Николай Лесков
Язвительный
Рассказ чиновника особых поручений
При прежнем губернаторе у нас не позволялось курить в канцелярии. Старшие чиновники обыкновенно куривали в маленькой комнатке, за правительским кабинетом, а младшие – в сторожке. В этом курении у нас уходила большая половина служебного времени. Я и мои товарищи, состоявшие по особым поручениям, не обязаны были сидеть в канцелярии и потому не нуждались вовсе в канцелярских курильных закоулках; но все-таки каждый из нас считал своею обязанностью прийти покоптить папиросным дымом стены комнаты, находившейся за правительским кабинетом. Эта комната была для нас сборным местом, в которое всякий спешил поболтать, посплетничать, посмеяться и посоветоваться.

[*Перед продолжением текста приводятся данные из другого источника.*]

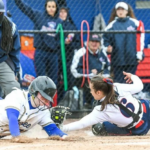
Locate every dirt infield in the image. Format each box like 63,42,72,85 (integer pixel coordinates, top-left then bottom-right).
0,120,150,150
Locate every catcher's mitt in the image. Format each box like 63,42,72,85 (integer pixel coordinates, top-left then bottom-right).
50,106,71,127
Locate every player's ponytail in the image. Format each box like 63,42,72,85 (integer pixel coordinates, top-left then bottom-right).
91,76,119,110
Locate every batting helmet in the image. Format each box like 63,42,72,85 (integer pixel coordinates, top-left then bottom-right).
0,0,5,12
29,76,57,102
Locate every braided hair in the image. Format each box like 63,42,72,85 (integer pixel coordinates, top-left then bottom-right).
1,16,13,54
90,75,119,110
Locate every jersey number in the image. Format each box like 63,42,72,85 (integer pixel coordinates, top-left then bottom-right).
120,98,135,118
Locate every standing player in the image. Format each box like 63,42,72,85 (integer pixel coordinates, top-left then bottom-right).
63,72,150,136
0,76,67,142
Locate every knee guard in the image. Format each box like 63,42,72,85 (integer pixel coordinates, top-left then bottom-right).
92,123,107,136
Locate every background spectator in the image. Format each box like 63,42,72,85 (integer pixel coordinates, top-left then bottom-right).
93,13,106,37
0,0,20,96
15,0,61,84
58,6,81,100
103,2,144,83
71,34,109,108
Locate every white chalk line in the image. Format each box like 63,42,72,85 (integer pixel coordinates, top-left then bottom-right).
0,142,150,150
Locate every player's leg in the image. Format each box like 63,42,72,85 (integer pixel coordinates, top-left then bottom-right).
47,52,58,85
92,122,132,136
0,62,20,95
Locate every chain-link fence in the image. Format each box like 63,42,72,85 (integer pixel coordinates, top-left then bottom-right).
7,0,150,110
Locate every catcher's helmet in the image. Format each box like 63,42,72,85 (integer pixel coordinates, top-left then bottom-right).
0,0,5,12
29,76,57,102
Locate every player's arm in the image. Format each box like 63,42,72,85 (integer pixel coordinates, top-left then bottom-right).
38,110,67,139
62,106,103,132
6,108,20,137
114,72,144,94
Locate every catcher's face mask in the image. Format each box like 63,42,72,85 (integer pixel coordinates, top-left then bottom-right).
34,92,51,110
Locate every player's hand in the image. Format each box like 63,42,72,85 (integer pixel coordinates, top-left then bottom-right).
91,69,97,74
11,136,33,143
123,71,132,83
107,45,113,53
65,38,71,44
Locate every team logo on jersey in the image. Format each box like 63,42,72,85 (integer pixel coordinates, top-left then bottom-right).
127,26,135,31
48,22,56,29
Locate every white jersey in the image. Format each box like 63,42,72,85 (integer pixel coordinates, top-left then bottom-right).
0,88,53,136
63,75,143,132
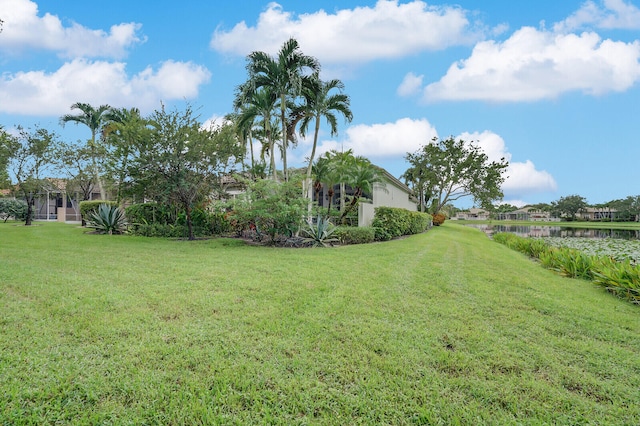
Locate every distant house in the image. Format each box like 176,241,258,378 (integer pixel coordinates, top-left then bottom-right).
496,207,560,222
29,178,100,222
454,208,490,220
577,207,618,222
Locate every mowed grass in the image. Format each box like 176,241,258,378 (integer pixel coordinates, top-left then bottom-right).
0,223,640,425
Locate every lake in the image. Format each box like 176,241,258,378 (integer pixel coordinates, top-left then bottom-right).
467,224,640,240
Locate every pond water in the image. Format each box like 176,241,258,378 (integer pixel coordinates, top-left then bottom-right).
468,224,640,240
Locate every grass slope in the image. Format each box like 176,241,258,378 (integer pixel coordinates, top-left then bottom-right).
0,224,640,425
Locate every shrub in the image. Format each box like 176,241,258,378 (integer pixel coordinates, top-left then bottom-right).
373,226,393,241
125,203,177,225
0,198,27,222
228,179,307,243
80,200,118,222
371,207,431,241
133,223,189,238
433,213,446,226
87,203,127,235
336,226,376,244
176,208,231,236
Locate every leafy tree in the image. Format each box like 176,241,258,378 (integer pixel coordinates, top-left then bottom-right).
405,138,508,213
294,74,353,206
242,38,320,181
104,108,151,203
60,102,111,200
0,125,13,189
230,179,307,243
233,83,278,180
401,160,431,212
551,195,588,220
9,126,57,226
0,198,27,223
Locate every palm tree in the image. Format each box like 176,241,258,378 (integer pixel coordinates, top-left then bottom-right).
245,38,320,181
298,74,353,205
60,102,111,200
339,156,386,222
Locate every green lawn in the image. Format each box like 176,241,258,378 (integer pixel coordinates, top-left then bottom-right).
0,222,640,425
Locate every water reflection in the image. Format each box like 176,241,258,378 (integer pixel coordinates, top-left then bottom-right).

Один раз, наработавшись вволю над пересмотром только что оконченного мною следствия, я вышел прогуляться. День был прекрасный, теплый, с крыш падали капели, и на перекрестках улиц стояли лужи. Шаг за шагом я дошел до канцелярии и вздумал зайти покурить. Правитель был с докладом у губернатора. В комнате за правительским кабинетом я застал двух помощников правителя, полицмейстера и одного из моих товарищей, только что возвратившегося с следствия из дальнего уезда. Пожав поданные мне руки, я закурил папироску и сел на окно, ничем не прерывая беседы, начатой до моего прихода. Возвратившийся молодой чиновник особых поручений с жаром рассказывал об открытых им злоупотреблениях по одному полицейскому управлению. В рассказе его собственно не было ничего занимательного, и рассказом этим более всех был заинтересован сам рассказчик, веровавший, что в нашей административной организации обнаружить зло – значит сделать шаг к его искоренению. Из помощников правителя один еще кое-как слушал этот рассказ, но другой без церемонии барабанил по окнам пальцами, а полицмейстер, оседлав ногами свою кавалерийскую саблю, пускал из-под усов колечки из дыма и как бы собирался сказать: «Как вы, дитя мое, глупы!»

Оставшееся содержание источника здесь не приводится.